Progressions is a web-app that allows you to find songs that are similar based on their chord progressions. Users can either click on a given song or type in their own chord progression to find other similar songs.
Music is temporal by nature. This gives us the ability to treat each song as a stochastic process. A simple approach is to use markov chains to create transition matrices for each song, where chord name represents a state. In this app we stick with a 1st-order markov chain, though a better approach may require higher or variable order models to truly highlight musical patterns.
When a user clicks on a song, we calculate the euclidean distance of the respective transition matrix to all other songs within our dataset.

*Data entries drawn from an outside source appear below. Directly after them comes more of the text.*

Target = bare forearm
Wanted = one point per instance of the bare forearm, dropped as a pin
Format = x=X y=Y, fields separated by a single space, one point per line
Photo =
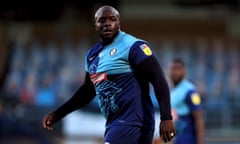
x=81 y=98
x=199 y=124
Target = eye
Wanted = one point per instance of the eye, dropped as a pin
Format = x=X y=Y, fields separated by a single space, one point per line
x=101 y=20
x=113 y=18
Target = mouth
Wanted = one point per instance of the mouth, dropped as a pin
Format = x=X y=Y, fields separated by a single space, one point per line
x=107 y=32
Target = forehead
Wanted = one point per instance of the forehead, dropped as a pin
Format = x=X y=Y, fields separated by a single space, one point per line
x=107 y=12
x=177 y=65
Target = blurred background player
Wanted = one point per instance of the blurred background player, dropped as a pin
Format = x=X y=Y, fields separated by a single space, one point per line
x=186 y=106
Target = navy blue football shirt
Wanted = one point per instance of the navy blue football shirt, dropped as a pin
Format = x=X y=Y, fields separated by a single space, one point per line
x=123 y=97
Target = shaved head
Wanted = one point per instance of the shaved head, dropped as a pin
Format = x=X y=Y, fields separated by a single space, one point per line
x=106 y=8
x=107 y=23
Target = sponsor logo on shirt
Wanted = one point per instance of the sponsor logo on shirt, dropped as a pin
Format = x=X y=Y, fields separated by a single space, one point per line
x=98 y=77
x=196 y=100
x=147 y=51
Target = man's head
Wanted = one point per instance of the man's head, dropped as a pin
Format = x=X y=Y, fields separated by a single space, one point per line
x=177 y=71
x=107 y=23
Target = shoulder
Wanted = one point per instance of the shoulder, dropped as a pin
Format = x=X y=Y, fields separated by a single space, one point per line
x=132 y=40
x=93 y=49
x=188 y=84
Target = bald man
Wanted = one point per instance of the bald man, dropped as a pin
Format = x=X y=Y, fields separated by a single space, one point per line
x=119 y=69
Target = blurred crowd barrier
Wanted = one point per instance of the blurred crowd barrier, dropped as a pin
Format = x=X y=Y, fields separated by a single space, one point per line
x=45 y=74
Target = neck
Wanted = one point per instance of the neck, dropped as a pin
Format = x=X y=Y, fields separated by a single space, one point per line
x=106 y=41
x=177 y=82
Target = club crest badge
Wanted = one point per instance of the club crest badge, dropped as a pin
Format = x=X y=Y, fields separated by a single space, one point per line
x=113 y=52
x=147 y=51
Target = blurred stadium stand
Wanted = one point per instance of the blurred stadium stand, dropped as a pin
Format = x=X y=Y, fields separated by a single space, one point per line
x=48 y=45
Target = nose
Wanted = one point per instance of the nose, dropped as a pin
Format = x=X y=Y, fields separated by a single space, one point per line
x=108 y=22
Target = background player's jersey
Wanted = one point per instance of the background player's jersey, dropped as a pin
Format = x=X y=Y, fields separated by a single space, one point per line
x=123 y=97
x=184 y=100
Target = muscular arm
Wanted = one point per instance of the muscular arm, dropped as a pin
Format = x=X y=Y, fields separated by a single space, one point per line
x=199 y=125
x=81 y=98
x=150 y=68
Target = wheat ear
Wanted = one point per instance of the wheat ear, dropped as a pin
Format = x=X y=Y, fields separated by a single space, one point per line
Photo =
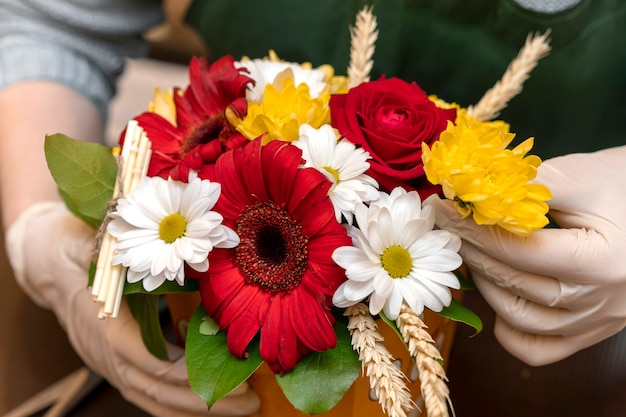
x=432 y=376
x=518 y=71
x=363 y=37
x=386 y=379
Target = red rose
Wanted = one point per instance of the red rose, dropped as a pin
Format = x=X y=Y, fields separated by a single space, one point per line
x=390 y=119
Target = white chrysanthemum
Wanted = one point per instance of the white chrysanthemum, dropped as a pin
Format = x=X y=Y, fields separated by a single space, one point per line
x=397 y=256
x=164 y=224
x=342 y=163
x=265 y=71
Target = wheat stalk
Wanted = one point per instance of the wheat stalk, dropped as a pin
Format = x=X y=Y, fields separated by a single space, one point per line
x=518 y=71
x=363 y=36
x=432 y=376
x=386 y=379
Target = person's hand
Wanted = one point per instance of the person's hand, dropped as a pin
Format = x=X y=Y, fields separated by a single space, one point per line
x=559 y=290
x=50 y=251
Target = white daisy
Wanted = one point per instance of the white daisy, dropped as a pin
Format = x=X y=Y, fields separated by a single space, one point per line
x=342 y=163
x=397 y=257
x=163 y=225
x=265 y=71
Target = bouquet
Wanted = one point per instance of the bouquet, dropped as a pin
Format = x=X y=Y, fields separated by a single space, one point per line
x=290 y=199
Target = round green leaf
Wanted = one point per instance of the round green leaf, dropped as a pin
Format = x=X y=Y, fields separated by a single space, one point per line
x=320 y=380
x=213 y=370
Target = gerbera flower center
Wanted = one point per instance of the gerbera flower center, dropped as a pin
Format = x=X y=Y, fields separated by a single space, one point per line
x=172 y=227
x=272 y=252
x=210 y=129
x=397 y=261
x=332 y=171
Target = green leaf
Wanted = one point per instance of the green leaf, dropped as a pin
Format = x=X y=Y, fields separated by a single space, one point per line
x=85 y=174
x=213 y=371
x=320 y=380
x=168 y=287
x=458 y=312
x=145 y=309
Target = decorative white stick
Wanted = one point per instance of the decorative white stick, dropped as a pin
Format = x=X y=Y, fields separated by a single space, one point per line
x=108 y=284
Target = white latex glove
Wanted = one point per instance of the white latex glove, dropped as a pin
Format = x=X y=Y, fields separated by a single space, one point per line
x=559 y=290
x=50 y=250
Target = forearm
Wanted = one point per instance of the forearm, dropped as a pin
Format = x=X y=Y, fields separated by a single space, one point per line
x=29 y=111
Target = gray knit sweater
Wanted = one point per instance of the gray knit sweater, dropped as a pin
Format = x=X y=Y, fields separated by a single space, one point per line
x=78 y=43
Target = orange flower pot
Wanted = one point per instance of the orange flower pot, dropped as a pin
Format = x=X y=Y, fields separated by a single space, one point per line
x=358 y=401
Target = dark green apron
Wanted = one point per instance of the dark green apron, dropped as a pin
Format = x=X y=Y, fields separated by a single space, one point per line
x=456 y=49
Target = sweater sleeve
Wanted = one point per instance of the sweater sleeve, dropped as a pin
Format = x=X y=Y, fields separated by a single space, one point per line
x=78 y=43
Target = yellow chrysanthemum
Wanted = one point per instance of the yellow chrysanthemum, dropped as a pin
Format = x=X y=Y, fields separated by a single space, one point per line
x=163 y=104
x=283 y=109
x=471 y=162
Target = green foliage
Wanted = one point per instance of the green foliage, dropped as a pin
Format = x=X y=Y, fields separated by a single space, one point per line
x=145 y=309
x=321 y=379
x=458 y=312
x=213 y=370
x=85 y=174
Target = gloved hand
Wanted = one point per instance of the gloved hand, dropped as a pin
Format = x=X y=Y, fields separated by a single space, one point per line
x=50 y=250
x=559 y=290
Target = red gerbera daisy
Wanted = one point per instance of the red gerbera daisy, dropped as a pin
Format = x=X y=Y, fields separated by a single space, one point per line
x=202 y=132
x=279 y=281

Songs with smaller outcomes are ranked in ascending order and displayed on the web-app. The process is the same for when a user types in a chord progression.

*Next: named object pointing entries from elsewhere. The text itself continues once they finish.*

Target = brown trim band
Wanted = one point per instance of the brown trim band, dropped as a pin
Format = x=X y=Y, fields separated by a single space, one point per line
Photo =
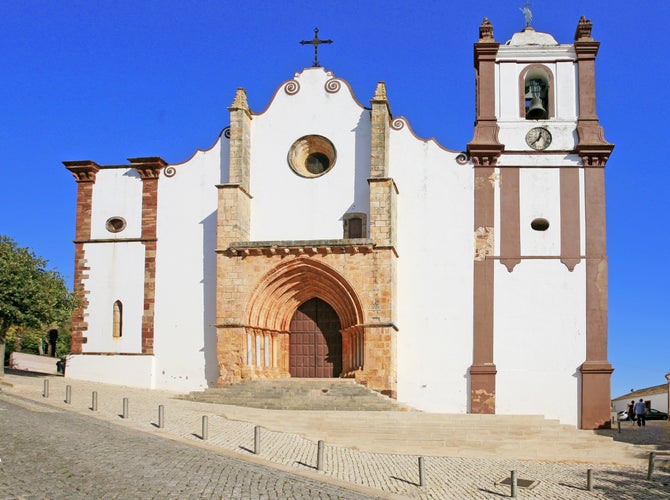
x=115 y=354
x=116 y=240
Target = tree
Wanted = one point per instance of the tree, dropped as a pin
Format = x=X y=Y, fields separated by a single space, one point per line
x=31 y=296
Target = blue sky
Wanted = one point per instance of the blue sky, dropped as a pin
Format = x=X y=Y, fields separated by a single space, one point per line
x=107 y=81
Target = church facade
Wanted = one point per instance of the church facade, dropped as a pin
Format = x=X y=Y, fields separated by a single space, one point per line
x=322 y=238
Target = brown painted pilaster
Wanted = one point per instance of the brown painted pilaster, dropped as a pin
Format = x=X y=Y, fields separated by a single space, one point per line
x=594 y=151
x=149 y=170
x=596 y=370
x=484 y=149
x=84 y=173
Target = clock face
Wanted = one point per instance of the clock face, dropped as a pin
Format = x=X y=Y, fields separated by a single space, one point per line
x=538 y=138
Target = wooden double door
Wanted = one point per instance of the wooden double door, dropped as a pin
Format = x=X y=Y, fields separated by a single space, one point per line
x=315 y=346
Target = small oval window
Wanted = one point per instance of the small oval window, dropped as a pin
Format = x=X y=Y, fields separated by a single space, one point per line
x=115 y=224
x=312 y=156
x=540 y=224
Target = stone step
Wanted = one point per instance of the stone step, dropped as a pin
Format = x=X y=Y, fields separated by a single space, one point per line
x=300 y=394
x=344 y=413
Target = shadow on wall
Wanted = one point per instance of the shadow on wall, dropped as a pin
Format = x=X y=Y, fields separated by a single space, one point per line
x=209 y=298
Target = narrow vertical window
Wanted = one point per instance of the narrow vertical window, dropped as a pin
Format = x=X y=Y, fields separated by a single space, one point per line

In this project we focus more on the chord structure of a song as opposed to the chord names or key. For example, The Beatles: Let It Be follows the iconic I-V-vi-IV chord structure in the key of C. The chord names are C-G-Am-F. The more contemporary Someone Like You by Adele ranks #3 in similarity and has a chorus with chord progression A-E-F#m-D. This is also the I-V-vi-IV structure but now in the key of A. Therefore, we can highlight songs that have similar structure regardless of the original key.
This would be a lot easier if everything was in the key of C. Unfortunately, (and rather fortunately for our ears) it is not. Thus we have to transpose each chord progression in our dataset to center around the key of C. Before doing this we must determine the key of each individual song first.
UltimateGuitarTabs asks users to input the key of the song they are tabbing but it is not completely reliable. Some songs require a capo and the key and the indicated capo fret do not line up. Some users input the completely wrong key, Some users just don't enter the key at all.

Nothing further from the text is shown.